A propósito do tema, Souza e Pires (2018, p. 65 e 73) mencionam que a partir da promulgação do PNE 2014-2024, a prioridade de repasse de recurso financeiro para educação recairia sobre os entes federados que formulassem legislação própria acerca de GDE. Os autores verificaram que cumpriram essa exigência legal apenas: “Acre, Amapá, Rondônia (Norte); Piauí, Rio Grande do Norte, Alagoas e Sergipe (Nordeste); Rio de Janeiro (Sudeste); Rio Grande do Sul (Sul); Mato Grosso e Goiás, além do Distrito Federal (Centro-Oeste).”

A seguir, constam quadros indicativos de como a GDE está prevista nos Planos de Educação em território brasileiro, por Região geográfica:

Ao analisar o Quadro 1, relacionado à previsão da GDE nas sete UF nortistas, verifica-se que Pará e Roraima reproduziram ipsis litteris o texto da Meta 19/PNE 2014-2024, corroborando a referida redação. Quanto ao Acre, Amazonas, Rondônia e Tocantins preservaram o mérito do texto do PNE, porém suprimiram ou acrescentaram elementos à redação-matriz. O Amapá elaborou seu próprio texto acerca da meta de implantação da GDE, reafirmando o já previsto na Lei da GDE/AP, aprovada em 2010, fator que contribui à consolidação da política nacional.

Quadro 1
PEE aprovados nos Estados da Região Norte (2015)

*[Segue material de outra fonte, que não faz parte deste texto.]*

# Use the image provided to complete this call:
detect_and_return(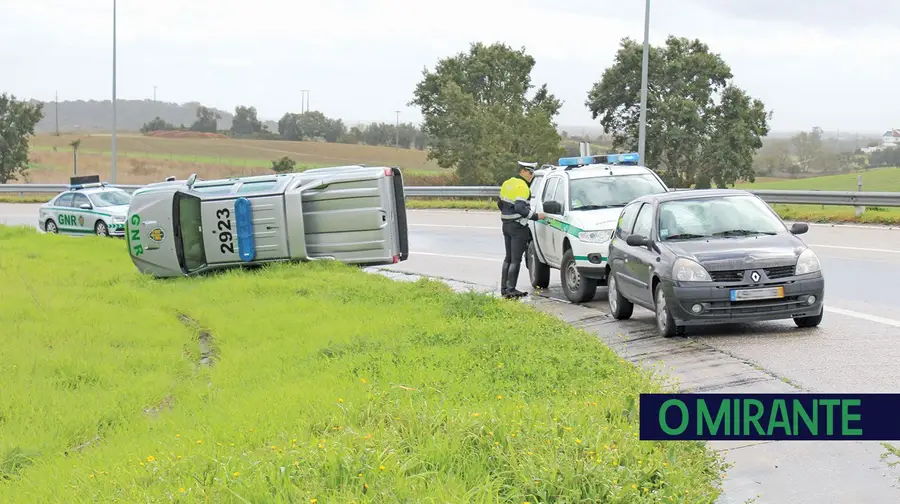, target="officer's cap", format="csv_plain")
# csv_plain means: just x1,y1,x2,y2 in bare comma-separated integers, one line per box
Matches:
517,161,538,172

No Quadro 2, vê-se que os PEE de Alagoas, Pernambuco e Rio Grande do Norte trazem a meta de implantação da GDE com a mesma redação que o PNE 2014-2024 esboça em seu texto, ensejando concordância literalcom o descrito em sua Meta 19. Os PEE da Bahia, Ceará, Maranhão, Paraíba, Piauí e Sergipe, por sua vez, conservaram em suas respectivas metas sobre GDE alguns elementos da redação do PNE, porém suprimiram ou acrescentaram ideias aos seus textos-base.

Quadro 2
PEE aprovados nos Estados da Região Nordeste (2014-2016)

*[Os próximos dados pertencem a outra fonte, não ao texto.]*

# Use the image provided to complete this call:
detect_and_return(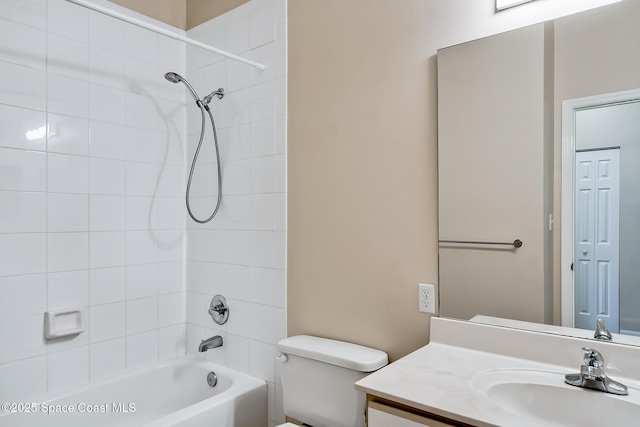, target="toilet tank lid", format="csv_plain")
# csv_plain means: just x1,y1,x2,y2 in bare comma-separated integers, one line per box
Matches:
277,335,388,372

A análise dos PEE das UF do Centro-Oeste, no Quadro 3, aponta que Mato Grosso do Sul apenas reproduziu a Meta 19. Mas, Distrito Federal e Goiás redigiram seu próprio texto. Mato Grosso não traz em seu PEE uma meta específica destinada à GDE, porém, ao longo do documento há várias menções sobre o tema.

Quadro 3
PEE aprovados nos Estados da Região Centro-Oeste (2014-2015)

No Quadro 4 é possível visualizar que os Estados de Espírito Santo e São Paulo redigiram a meta de efetivação da Gestão Democrática Escolar tal como descrita no PNE/2014-2024. Minas Gerais, por seu turno, delineou sua própria meta para a GDE e estipulou um prazo para o efetivo cumprimento.

Quadro 4
PEE aprovados nos Estados da Região Sudeste (2009-2018)

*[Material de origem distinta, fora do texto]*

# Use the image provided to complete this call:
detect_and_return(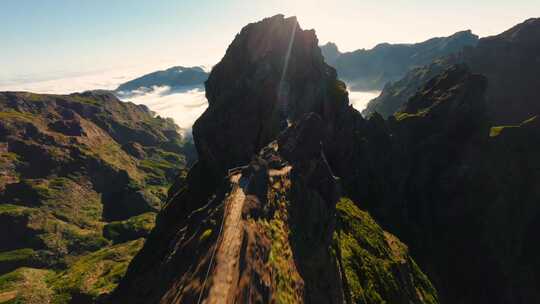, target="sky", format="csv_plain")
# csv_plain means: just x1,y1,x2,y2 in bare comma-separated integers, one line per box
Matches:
1,0,538,87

Em consideração ao assunto ora em abordagem, dois fatos chamam atenção. Primeiramente, o transcurso do tempo para definição dos Planos de Educação dos Estados de São Paulo e Minas Gerais foi demasiadamente elástico: dois anos para SP e quatro anos e meio para MG, respectivamente. Isso representa expressivo hiato no terreno das políticas públicas, uma vez que os PEE consistem na bússola orientadora das ações educacionais a serem empreendidas nas Unidades da Federação, em prol da efetividade do Plano Nacional de Educação.

O segundo aspecto que merece comentário diz respeito ao descompasso gigantesco observado na relação entre o Plano Estadual de Educação do Rio de Janeiro e a referência nacional. Acerca desse assunto, Vasconcelos e Menezes (2016, s/p.) aludem que mesmo tendo sido aprovado um novo Plano Nacional de Educação no ano de 2014,“o território do Estado do Rio de Janeiro continuou a balizar as ações associadas à Educação no seu PEE 2009-2018,” elaborado sob a égide do antigo PNE (2001-2011).

Ainda em conformidade a Vasconcelos e Menezes (2016), a Secretaria Estadual de Educação/RJ “entendeu que deveria apenas adequar o PEE vigente ao novo PNE, tanto em termos do conteúdo de suas metas, quanto em termos metodológicos.” Não obstante, no que se refere ao estatuto da Gestão Democrática, não se registrou nenhuma adaptação no mencionado Plano Estadual.

É relevante mencionar que a condução dada pelo Estado do Rio de Janeiro à questão em tela configura-se em fato indesejável. Tal inércia, além de não contribuir ao fortalecimento da política pública dirigida à Educaçao Básica, arrefece o ímpeto de outras Unidades da Federação em (re)ver sua legislação educacional.

O Quadro 5 evidenciou que o PEE do Paraná apenas reproduziua Meta 19/PNE 2014-2024. Contudo, Rio Grande do Sul e Santa Catarina redigiram suas próprias metas concernentes à implantação da GDE.

Quadro 5
PEE aprovados nos Estados da Região Sul (2015)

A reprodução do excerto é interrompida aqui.